The countdown is officially on to the launch of the transformative Sydney Metro City, targeting a start date of Sunday 4 August 2024.
Subject to final testing and regulatory approvals, this means in just four weeks, passengers will experience fast, safe and reliable metro trains at new stations every four minutes in the peak.
This city section of what will be known as the M1 Northwest & Bankstown Line includes an additional 15.5-kilometres of city-shaping metro rail extending the North West line from Chatswood, below the harbour and through the Sydney CBD, to Sydenham.
A game-changing 2,645 new metro services will travel through the heart of the city each week, moving more than 37,000 people in the AM peak.
Once open, passengers will have fast metro travel times including from Victoria Cross in North Sydney, under the harbour to Barangaroo in 3 minutes, between Martin Place and Central in 4 minutes and from Sydenham to Chatswood in 22 minutes.
This builds on the Minns Labor Government’s once-in-a-generation planning reforms to build more homes around existing transport infrastructure including this new metro line.
As a result, these new homes will be built near jobs and connected communities while helping address the housing crisis – a crisis that a recent NSW Productivity Commission report found has led to Sydney losing twice as many young people as it is gaining.
Information on services will be clearly signposted at stations and available at www.transportnsw.info prior to opening.
Sydney’s new M1 line includes:
- 45 metro trains and 445 new services a day;
- That’s a train every four minutes in the peak, seven minutes during week days, between morning and afternoon peak services (gradually increasing over the first few months to a train every five minutes) and every 10 minutes during off peak and on weekends;
- Six fully accessible new stations at Crows Nest, Victoria Cross, Barangaroo, Martin Place, Gadigal and Waterloo, along with new platforms at Central and Sydenham;
- Simple interchanges with buses at all stations, ferries at Barangaroo, light rail at Central and with train services at Martin Place, Central and Sydenham;
- Uninterrupted network mobile coverage;
- Safe journeys monitored by a state-of-the-art control centre, with approx. 100 CCTV cameras at every station and 38 cameras inside each train;
- Over 600 secure bike parking spaces at Crows Nest, Victoria Cross, Waterloo and Sydenham, as part of 900 new bike parking spaces across all eight stations.
- Platform screen door technology to keep people and objects safely away from tracks.
Final confirmation of the opening date will be given in coming weeks when the operator successfully completes more than 100 remaining trial running exercises including:
- Joint exercises with emergency services to practice station and train evacuation scenarios;
- Testing alternative train timetables for when planned and unplanned service disruptions occour;
- Managing crowds during major events at each station;
- Continuing to safely deliver Metro services from the back-up control centre, when the Operations Control Centre is evacuated.
Later this year when Sydney Metro City is fully integrated and providing reliable services from Sydenham to the CBD, the T3 Bankstown Line will close for up to 12 months for the final M1 conversion works.
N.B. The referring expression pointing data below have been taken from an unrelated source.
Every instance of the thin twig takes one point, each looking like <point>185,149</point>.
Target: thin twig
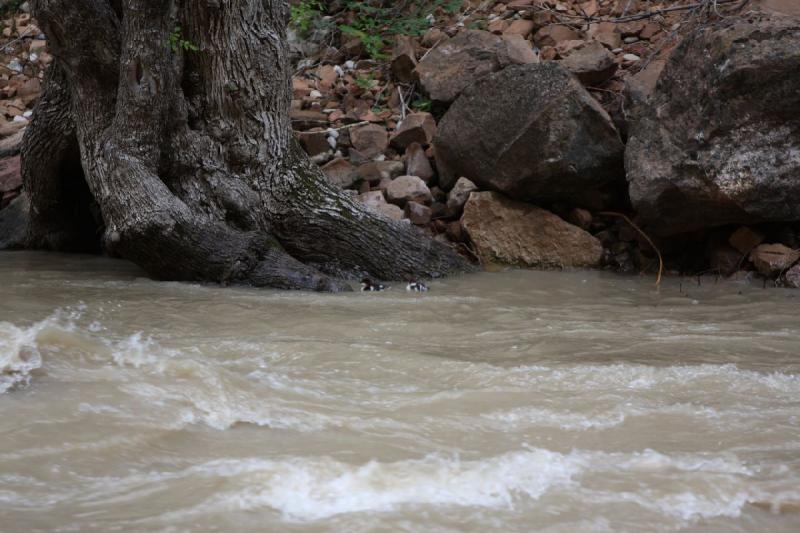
<point>643,234</point>
<point>402,103</point>
<point>345,127</point>
<point>638,16</point>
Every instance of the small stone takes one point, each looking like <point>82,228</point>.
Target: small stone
<point>592,64</point>
<point>455,231</point>
<point>416,127</point>
<point>792,277</point>
<point>314,142</point>
<point>508,232</point>
<point>580,217</point>
<point>372,198</point>
<point>406,189</point>
<point>522,27</point>
<point>417,163</point>
<point>418,214</point>
<point>745,239</point>
<point>370,140</point>
<point>404,60</point>
<point>375,171</point>
<point>389,210</point>
<point>459,194</point>
<point>553,34</point>
<point>771,259</point>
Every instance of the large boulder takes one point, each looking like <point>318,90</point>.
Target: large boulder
<point>532,132</point>
<point>722,147</point>
<point>513,233</point>
<point>456,63</point>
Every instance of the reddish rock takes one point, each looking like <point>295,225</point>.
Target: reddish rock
<point>404,60</point>
<point>792,277</point>
<point>375,171</point>
<point>418,214</point>
<point>408,189</point>
<point>417,163</point>
<point>314,142</point>
<point>415,128</point>
<point>370,140</point>
<point>521,27</point>
<point>372,198</point>
<point>580,217</point>
<point>327,77</point>
<point>649,30</point>
<point>771,259</point>
<point>745,239</point>
<point>554,34</point>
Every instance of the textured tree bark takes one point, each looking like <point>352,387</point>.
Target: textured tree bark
<point>190,155</point>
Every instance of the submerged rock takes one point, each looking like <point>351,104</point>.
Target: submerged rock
<point>509,232</point>
<point>722,147</point>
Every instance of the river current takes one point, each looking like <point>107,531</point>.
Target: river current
<point>513,401</point>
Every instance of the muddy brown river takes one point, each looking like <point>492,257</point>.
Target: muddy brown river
<point>514,401</point>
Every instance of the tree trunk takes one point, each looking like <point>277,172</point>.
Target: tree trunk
<point>189,155</point>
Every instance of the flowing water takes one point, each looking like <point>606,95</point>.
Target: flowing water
<point>514,401</point>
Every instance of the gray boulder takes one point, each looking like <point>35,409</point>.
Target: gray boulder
<point>456,63</point>
<point>721,147</point>
<point>513,233</point>
<point>532,132</point>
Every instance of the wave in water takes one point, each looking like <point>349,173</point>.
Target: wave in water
<point>318,488</point>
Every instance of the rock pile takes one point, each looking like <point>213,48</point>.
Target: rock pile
<point>23,58</point>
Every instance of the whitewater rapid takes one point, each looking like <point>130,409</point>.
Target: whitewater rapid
<point>518,401</point>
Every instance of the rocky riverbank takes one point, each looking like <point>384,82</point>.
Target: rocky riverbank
<point>542,133</point>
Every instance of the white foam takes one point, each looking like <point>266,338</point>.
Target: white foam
<point>19,353</point>
<point>317,488</point>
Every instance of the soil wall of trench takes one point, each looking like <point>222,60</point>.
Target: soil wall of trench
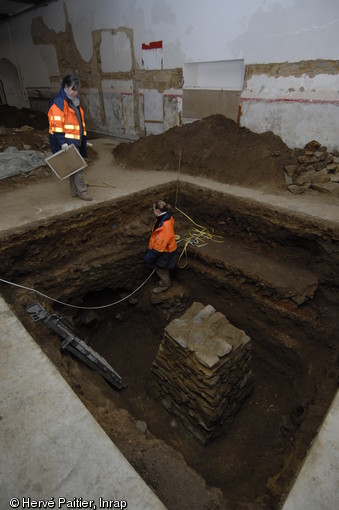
<point>274,275</point>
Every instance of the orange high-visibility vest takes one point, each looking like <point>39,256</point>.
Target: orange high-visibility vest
<point>163,238</point>
<point>65,121</point>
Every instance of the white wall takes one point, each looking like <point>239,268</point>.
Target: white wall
<point>255,31</point>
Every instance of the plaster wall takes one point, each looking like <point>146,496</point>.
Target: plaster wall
<point>111,42</point>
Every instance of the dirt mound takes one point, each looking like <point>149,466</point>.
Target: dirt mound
<point>215,147</point>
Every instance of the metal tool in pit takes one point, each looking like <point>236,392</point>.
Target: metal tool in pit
<point>76,345</point>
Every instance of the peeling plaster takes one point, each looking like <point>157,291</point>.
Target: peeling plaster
<point>100,69</point>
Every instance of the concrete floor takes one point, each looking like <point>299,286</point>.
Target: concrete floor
<point>51,446</point>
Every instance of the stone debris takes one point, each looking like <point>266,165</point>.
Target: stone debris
<point>315,169</point>
<point>203,368</point>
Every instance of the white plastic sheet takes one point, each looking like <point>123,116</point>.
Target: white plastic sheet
<point>15,162</point>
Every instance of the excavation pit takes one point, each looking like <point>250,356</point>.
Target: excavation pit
<point>273,276</point>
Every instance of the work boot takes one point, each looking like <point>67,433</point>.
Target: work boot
<point>159,289</point>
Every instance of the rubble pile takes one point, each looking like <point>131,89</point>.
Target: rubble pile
<point>316,168</point>
<point>203,369</point>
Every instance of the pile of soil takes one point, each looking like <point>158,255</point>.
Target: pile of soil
<point>215,147</point>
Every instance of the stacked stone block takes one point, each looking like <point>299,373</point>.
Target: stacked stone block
<point>203,368</point>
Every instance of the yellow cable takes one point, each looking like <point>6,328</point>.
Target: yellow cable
<point>196,238</point>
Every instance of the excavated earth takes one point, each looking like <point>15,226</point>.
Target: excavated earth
<point>272,273</point>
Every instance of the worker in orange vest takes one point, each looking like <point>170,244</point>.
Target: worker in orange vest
<point>67,126</point>
<point>162,253</point>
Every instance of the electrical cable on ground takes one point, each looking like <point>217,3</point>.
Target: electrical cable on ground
<point>74,306</point>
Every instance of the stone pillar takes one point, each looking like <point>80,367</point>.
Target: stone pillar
<point>203,368</point>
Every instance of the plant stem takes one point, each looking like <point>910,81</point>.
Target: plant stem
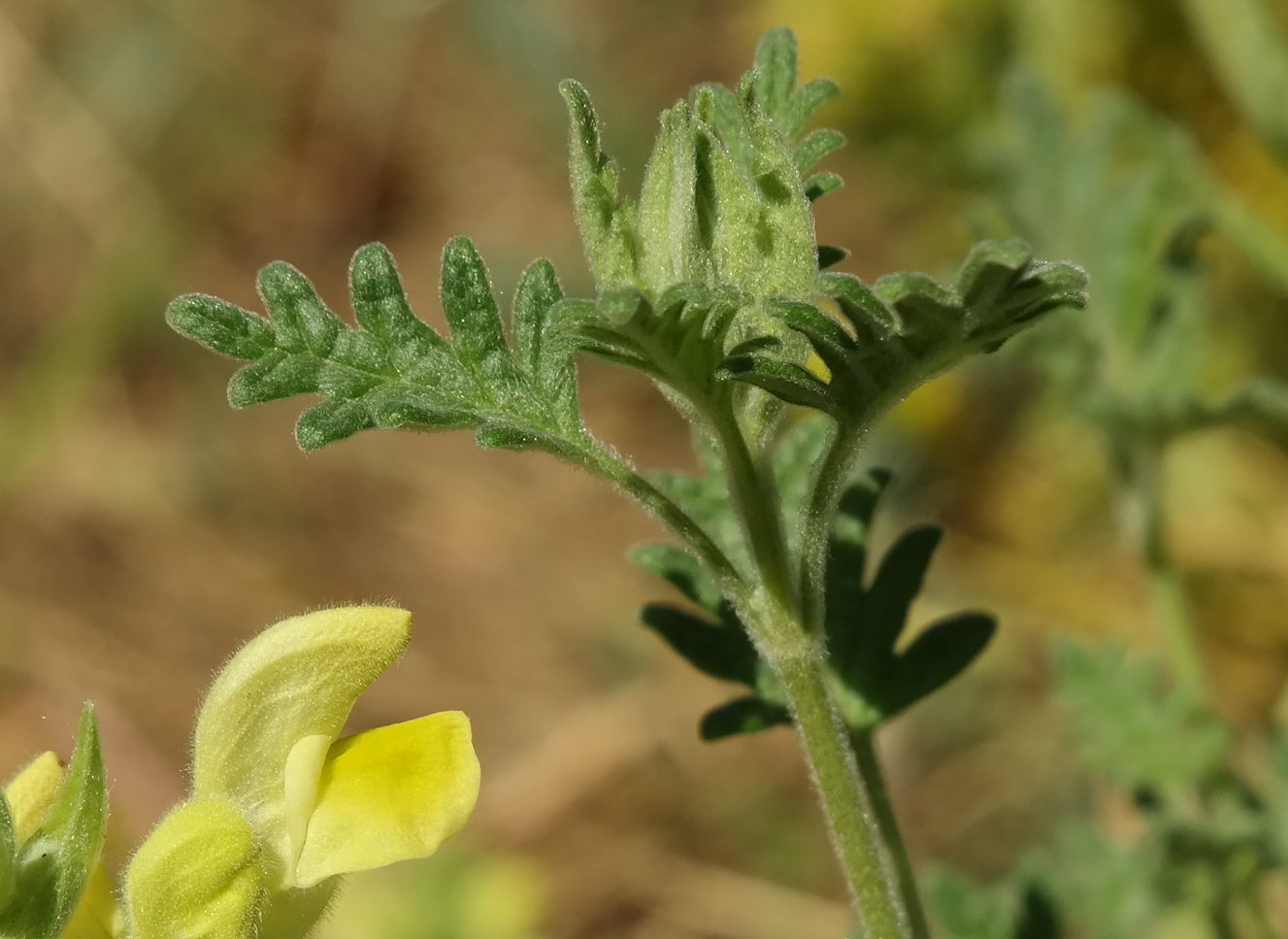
<point>756,501</point>
<point>870,770</point>
<point>849,788</point>
<point>816,525</point>
<point>850,797</point>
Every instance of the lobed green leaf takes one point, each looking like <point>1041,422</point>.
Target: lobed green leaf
<point>393,370</point>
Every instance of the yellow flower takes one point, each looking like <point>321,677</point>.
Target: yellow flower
<point>281,805</point>
<point>31,795</point>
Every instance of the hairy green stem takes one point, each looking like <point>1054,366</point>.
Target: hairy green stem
<point>849,789</point>
<point>870,770</point>
<point>849,800</point>
<point>1142,461</point>
<point>816,525</point>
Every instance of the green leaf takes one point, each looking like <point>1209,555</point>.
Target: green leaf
<point>55,863</point>
<point>393,370</point>
<point>815,146</point>
<point>681,571</point>
<point>8,852</point>
<point>670,248</point>
<point>606,220</point>
<point>784,380</point>
<point>743,717</point>
<point>907,328</point>
<point>220,326</point>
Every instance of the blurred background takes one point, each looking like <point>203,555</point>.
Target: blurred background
<point>153,147</point>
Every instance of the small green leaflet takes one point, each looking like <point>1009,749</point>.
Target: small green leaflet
<point>393,370</point>
<point>865,622</point>
<point>906,328</point>
<point>713,642</point>
<point>50,871</point>
<point>867,615</point>
<point>725,198</point>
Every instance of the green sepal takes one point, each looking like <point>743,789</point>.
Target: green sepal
<point>784,380</point>
<point>393,370</point>
<point>815,146</point>
<point>681,571</point>
<point>719,650</point>
<point>745,715</point>
<point>54,864</point>
<point>822,184</point>
<point>677,339</point>
<point>831,255</point>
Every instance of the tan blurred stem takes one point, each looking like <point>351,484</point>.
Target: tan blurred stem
<point>1249,54</point>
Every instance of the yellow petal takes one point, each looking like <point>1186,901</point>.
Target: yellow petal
<point>98,916</point>
<point>392,793</point>
<point>31,792</point>
<point>295,679</point>
<point>197,876</point>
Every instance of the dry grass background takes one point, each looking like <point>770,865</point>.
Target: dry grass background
<point>153,149</point>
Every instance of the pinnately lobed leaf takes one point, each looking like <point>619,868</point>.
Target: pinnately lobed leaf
<point>871,677</point>
<point>393,370</point>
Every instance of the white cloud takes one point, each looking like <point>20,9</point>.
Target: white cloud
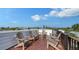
<point>14,22</point>
<point>53,13</point>
<point>36,17</point>
<point>69,12</point>
<point>65,12</point>
<point>46,15</point>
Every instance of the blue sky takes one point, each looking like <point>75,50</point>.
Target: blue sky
<point>25,17</point>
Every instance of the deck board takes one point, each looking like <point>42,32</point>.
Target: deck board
<point>40,44</point>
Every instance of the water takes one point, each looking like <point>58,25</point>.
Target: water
<point>8,39</point>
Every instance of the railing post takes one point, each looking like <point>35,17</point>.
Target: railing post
<point>74,44</point>
<point>77,45</point>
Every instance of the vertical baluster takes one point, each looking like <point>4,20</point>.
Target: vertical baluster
<point>78,45</point>
<point>69,43</point>
<point>66,42</point>
<point>74,44</point>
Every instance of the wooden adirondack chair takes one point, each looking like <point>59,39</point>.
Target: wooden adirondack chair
<point>53,41</point>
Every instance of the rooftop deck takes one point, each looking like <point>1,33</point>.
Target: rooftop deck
<point>40,44</point>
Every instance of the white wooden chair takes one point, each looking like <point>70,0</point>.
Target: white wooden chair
<point>53,41</point>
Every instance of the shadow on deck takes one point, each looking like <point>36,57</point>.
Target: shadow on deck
<point>40,44</point>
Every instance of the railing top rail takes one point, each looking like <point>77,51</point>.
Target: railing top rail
<point>16,30</point>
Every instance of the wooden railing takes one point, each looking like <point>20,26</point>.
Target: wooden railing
<point>8,38</point>
<point>69,43</point>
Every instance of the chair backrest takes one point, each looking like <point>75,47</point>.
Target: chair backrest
<point>59,35</point>
<point>20,35</point>
<point>54,33</point>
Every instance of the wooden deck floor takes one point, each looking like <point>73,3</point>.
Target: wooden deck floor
<point>40,44</point>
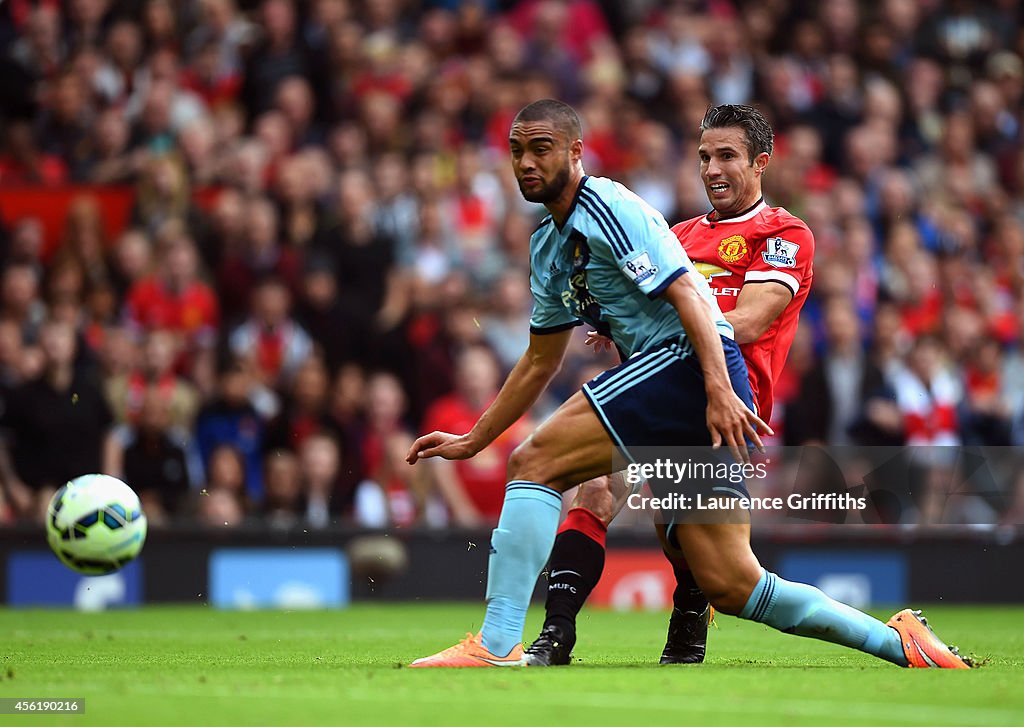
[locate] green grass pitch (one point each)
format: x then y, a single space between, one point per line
197 666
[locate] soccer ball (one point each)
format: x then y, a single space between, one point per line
95 524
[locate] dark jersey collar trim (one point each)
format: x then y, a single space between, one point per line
576 199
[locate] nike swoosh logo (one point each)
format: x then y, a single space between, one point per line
556 573
508 663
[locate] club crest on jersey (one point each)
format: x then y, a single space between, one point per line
639 268
732 249
780 253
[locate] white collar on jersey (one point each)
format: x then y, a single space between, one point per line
750 214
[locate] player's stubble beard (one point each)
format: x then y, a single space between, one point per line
550 191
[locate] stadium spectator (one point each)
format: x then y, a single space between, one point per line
53 426
472 489
155 455
24 163
174 297
262 255
305 410
270 336
282 507
155 377
844 397
231 419
391 495
320 463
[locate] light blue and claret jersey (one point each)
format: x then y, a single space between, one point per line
607 266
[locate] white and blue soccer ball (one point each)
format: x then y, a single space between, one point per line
95 524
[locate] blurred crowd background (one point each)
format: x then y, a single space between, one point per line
325 252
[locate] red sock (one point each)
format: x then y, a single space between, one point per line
586 522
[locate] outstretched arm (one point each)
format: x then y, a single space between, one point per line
757 307
728 418
522 387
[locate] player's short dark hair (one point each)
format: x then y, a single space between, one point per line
561 115
760 137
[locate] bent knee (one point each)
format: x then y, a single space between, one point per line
727 592
597 497
529 462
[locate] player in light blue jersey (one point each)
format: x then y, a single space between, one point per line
606 258
611 279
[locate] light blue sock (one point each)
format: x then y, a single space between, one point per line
804 610
519 548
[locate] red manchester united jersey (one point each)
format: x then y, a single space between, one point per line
768 246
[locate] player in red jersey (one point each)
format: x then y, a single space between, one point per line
758 262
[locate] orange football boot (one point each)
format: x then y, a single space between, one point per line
921 646
470 652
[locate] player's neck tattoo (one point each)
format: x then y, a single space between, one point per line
716 216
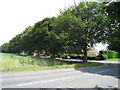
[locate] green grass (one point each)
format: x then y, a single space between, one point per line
12 62
34 68
114 59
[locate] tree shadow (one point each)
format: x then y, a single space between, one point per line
108 69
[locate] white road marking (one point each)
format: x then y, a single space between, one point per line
46 81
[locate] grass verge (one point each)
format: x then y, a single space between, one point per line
114 59
34 68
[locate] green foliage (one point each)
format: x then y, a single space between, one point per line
110 54
73 31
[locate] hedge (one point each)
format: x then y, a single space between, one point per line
110 54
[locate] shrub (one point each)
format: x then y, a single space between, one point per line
110 54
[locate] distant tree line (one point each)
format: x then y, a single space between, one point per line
74 30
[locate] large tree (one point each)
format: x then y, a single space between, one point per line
85 24
113 10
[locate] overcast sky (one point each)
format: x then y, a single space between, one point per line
16 15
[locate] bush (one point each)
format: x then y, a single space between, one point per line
110 54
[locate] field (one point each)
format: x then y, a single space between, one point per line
14 62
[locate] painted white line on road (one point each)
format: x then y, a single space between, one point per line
46 81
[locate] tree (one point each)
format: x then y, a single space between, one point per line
113 9
85 24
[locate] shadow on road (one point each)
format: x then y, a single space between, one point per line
108 69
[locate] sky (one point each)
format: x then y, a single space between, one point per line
16 15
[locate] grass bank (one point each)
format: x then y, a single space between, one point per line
114 59
12 62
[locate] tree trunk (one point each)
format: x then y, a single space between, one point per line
85 55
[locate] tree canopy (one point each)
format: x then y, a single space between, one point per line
74 30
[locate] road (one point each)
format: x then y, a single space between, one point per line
105 76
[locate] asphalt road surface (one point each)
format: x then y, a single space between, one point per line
87 77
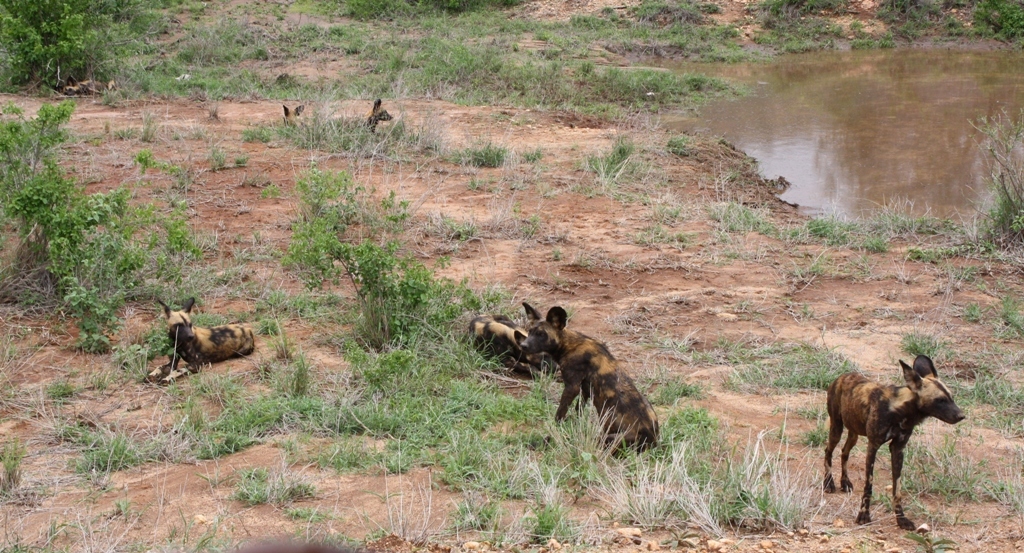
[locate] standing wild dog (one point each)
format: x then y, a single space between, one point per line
87 87
884 414
590 371
292 115
376 115
495 335
199 346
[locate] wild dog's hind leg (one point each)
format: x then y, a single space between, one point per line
864 516
896 451
851 440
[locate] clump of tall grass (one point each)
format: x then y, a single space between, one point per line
1004 144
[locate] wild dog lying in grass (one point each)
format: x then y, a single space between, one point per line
376 115
495 335
199 346
884 414
590 371
87 87
292 115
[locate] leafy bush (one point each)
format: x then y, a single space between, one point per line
397 295
1004 17
87 251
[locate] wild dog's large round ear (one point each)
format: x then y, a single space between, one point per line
519 337
531 313
557 317
925 368
910 376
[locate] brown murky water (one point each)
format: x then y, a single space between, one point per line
856 130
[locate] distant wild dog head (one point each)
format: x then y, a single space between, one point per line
292 115
179 323
376 115
198 345
885 415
These upgrades mean by 2025, south-west Sydney communities will have turn-up-and-go metro services every four minutes in the peak directly into Sydney CBD.
A temporary transport plan will be in place, including Southwest Link – dedicated, high-frequency bus services between Sydenham and Bankstown train stations.
Minister for Transport Jo Haylen said:
“Excitement is mounting for when commuters will be able to step on-board 445 new metro services deep below the city every day.
“Metro will be the fastest way to travel in and around Sydney CBD and north of the city, including across the harbour, when passenger services on the M1 Line start next month.”